Pour ne jamais plus connaître la guerre

(Translation of the legal novel by the famous Greek lawyer, defender of conscientious objectors during and after the colonial regime)

Sometimes it’s simple coincidences, encounters made seemingly by chance, that turn our whole lives upside down. The one experienced by Minas Destounis, a young Greek man barely 18, radically changed the course of his life. Promised a bright future, one day he found himself behind prison bars. Humiliated, tortured and isolated, he never regretted his chance encounter. On the contrary, it was the best thing that could have happened to him. From now on, he could live with the respect of his conscience.

“Billions of dollars are spent every year, and a large number of renowned international personalities are constantly busy in pseudo-advice for peace and disarmament commissions, in order to achieve what my client has already achieved – disarmament. But why are they doing all this? Because three thousand years of human history have taught them that when mankind is armed, the only thing it succeeds in doing is flooding every corner of the earth with innocent blood.”

Thanassis REPPAS was born in 1938 in Fanari, Olympia, and showed talent as a writer and poet from an early age. A law graduate from Athens University, he worked for many years as a lawyer, while continuing to write short stories, essays and plays.

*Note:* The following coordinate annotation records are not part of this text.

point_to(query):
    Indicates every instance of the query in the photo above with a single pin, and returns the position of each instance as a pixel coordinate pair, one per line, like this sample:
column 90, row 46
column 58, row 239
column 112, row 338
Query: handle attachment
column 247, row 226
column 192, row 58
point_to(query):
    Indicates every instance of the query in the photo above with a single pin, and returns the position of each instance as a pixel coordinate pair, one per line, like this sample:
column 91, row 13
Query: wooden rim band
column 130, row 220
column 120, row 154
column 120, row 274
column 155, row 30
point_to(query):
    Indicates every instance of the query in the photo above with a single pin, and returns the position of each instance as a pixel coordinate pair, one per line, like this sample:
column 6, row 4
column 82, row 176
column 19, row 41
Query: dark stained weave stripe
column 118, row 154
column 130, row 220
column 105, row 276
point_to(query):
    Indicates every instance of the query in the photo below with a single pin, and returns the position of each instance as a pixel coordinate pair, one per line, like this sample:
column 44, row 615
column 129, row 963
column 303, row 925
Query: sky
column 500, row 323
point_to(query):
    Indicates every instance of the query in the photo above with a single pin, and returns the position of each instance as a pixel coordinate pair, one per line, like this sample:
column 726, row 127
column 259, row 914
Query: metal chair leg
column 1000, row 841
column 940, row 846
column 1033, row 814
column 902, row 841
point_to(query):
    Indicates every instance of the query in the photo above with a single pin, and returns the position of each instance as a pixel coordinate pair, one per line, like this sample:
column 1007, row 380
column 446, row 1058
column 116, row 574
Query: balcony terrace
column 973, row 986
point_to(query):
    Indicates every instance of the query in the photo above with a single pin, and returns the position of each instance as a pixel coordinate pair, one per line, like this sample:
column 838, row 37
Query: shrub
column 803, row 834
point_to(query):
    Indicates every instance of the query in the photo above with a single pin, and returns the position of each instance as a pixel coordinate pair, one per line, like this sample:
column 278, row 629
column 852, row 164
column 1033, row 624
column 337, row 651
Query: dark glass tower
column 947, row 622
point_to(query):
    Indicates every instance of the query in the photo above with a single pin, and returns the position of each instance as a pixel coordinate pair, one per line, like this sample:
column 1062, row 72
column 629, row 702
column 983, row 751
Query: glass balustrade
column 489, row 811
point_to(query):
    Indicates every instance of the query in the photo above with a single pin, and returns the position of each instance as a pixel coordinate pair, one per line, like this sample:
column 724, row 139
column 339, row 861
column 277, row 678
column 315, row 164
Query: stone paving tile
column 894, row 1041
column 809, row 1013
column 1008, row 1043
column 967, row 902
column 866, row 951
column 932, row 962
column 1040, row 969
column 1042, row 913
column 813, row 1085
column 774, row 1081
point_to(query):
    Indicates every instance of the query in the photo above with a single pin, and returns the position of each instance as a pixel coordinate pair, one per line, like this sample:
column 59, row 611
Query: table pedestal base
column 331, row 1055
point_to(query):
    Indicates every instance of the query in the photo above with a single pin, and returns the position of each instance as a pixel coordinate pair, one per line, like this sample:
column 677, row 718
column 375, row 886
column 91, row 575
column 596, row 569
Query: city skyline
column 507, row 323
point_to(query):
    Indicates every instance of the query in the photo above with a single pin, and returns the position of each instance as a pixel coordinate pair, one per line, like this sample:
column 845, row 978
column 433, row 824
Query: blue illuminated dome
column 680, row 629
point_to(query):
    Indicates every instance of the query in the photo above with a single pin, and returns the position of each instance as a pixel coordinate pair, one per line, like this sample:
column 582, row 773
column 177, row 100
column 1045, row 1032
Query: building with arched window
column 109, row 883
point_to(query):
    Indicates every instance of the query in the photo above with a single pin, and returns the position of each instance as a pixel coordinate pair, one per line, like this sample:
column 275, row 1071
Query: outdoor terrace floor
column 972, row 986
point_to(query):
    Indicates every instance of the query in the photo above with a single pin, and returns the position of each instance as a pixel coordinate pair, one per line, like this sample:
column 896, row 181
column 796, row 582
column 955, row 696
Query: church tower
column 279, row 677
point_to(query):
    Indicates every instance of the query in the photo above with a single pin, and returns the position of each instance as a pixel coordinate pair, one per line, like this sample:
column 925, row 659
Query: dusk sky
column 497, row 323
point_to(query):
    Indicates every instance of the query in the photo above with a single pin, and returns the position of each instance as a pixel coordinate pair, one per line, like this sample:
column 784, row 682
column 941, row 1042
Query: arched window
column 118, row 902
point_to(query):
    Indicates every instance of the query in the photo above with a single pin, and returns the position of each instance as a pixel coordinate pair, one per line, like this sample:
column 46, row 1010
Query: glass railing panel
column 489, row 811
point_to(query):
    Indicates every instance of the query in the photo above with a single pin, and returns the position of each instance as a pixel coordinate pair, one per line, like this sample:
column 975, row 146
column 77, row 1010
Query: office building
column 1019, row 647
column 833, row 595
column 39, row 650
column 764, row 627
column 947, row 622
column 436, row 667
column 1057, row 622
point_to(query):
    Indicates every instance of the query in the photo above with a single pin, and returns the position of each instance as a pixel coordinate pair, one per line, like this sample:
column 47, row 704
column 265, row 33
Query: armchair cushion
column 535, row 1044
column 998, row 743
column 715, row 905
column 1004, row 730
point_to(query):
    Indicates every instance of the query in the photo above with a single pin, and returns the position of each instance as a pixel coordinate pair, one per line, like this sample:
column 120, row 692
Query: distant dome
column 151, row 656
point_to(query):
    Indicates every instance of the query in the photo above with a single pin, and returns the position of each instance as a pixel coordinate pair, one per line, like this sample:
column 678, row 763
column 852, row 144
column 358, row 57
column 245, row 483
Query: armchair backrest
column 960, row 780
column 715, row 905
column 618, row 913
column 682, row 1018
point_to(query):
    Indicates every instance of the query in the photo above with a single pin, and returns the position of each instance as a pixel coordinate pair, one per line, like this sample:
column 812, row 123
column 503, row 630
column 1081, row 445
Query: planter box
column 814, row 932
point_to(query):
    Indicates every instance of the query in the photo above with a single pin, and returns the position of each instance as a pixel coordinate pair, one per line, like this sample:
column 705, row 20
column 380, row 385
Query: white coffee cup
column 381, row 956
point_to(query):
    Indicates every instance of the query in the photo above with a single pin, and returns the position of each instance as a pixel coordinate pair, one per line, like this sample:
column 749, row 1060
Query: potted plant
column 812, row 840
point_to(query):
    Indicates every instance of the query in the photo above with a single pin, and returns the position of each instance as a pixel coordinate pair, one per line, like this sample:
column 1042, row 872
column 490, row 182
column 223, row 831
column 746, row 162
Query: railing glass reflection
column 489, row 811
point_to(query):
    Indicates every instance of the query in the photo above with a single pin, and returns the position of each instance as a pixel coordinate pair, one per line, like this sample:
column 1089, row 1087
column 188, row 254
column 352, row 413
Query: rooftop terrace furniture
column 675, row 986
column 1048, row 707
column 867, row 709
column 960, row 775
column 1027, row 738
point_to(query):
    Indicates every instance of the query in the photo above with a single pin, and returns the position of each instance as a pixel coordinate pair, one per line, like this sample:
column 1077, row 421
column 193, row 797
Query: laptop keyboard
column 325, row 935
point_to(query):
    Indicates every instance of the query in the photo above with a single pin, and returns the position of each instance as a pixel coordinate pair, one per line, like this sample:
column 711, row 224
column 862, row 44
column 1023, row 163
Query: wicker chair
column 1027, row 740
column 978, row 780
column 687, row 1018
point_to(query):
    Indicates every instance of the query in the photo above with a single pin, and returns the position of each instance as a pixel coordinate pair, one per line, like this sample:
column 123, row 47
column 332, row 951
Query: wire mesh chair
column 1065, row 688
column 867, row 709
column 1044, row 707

The present book was written in 1979 and published the same year in Greek under the title Pour motifs de conscience. It was his experiences as an advocate for conscientious objectors that motivated him to write this work based on true events. More recently, the book has been reprinted and translated into various languages under the title Pour ne jamais connaître la guerre (Never to Know War Again), thus expressing the theme and purpose of this work even more satisfactorily.